Kaye clearly had some problems with sticking to a character. This was mocked early in his career when he appeared on Jack Benny's radio show; Kaye has been selected to play the lead in The Jack Benny Story (upsetting Jack, who thought that was his part), and when asked to play the young Jack Benny, Kaye goes through a series of silly accents depending on where the scene takes place:

(Thinking it takes place in Russia)
"Papa, can I have fifty roubles for to buying a wiolin?"

(Told that it actually takes place in Illinois
"Hey, pop, can I but the bite on yer fer fifty frogskins t' buy a fiddle?"

This portrayal of Kaye -- as an incredibly talented guy who can't give up schtick long enough to play a character -- was definitively proven toward the end of his career, when he played Noah on Broadway in Richard Rodgers' Two By Two; he started out playing it more or less straight, but as time went on (and particularly after he suffered a fracture that forced him to play much of the run in a wheelchair) he started turning the whole thing into an excuse for him to ad-lib, try to throw the other actors off, and, one night, scream obscenities at the actor playing one of his sons.

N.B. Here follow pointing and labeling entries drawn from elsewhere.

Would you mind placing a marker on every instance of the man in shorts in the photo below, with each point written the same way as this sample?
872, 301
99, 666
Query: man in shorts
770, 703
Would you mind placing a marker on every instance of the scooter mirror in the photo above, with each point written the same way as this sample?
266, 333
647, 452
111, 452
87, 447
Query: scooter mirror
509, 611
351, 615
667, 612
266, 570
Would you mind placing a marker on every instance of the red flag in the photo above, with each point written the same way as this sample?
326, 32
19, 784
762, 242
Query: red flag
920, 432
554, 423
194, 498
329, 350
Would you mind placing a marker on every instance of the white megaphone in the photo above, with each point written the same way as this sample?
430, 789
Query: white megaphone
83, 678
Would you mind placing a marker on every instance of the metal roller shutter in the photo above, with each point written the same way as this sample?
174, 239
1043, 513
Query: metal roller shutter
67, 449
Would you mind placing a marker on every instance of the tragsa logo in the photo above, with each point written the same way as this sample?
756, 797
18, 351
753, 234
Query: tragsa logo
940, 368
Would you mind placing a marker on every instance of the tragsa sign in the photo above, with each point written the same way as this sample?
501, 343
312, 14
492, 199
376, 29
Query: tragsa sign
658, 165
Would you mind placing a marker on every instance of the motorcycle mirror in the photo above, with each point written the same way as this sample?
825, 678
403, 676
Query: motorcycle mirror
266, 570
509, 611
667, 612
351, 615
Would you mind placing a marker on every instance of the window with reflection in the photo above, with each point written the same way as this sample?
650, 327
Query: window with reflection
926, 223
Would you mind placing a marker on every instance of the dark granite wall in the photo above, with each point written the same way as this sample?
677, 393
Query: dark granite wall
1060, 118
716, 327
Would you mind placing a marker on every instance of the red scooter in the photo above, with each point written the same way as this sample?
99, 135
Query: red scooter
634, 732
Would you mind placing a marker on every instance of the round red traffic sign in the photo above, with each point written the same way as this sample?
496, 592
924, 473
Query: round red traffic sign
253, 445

Kaye's best movie is The Court Jester, though it doesn't come all that much closer to solving the problem of "Who is Danny Kaye?" What makes it work, apart from the excellent script and supporting cast, is that the film is basically a genre spoof -- the ancestor of Blazing Saddles and Airplane, though in '50s-style good taste -- and therefore there's not much need for a rounded character in the main part; all that's needed is someone like Robert Hays in Airplane!, a guy who can do jokes and be, generically, the Lead Character. It's odd that a comedy performer as distinctive as Danny Kaye should wind up as a generic comic lead, or a last-minute replacement for another performer (Kaye replaced Donald O'Connor in White Christmas, which is why most of his songs are about dancing). One wonders what kind of movies he'd have made if he'd just stood still long enough to develop a real character for himself. But then, Sam Goldwyn might not have stood for that.


Anonymous said...

Danny Kai-t én is szerettem. Jó komikus volt, több filmjét láttam.

Anonymous said...

Nem jól írtam a nevét: Daany Kaye. OK.

Anonymous said...

Talán most sem jól írtam: Danny Kaye. Na most jól sikerült, ennyivel tartozom neki.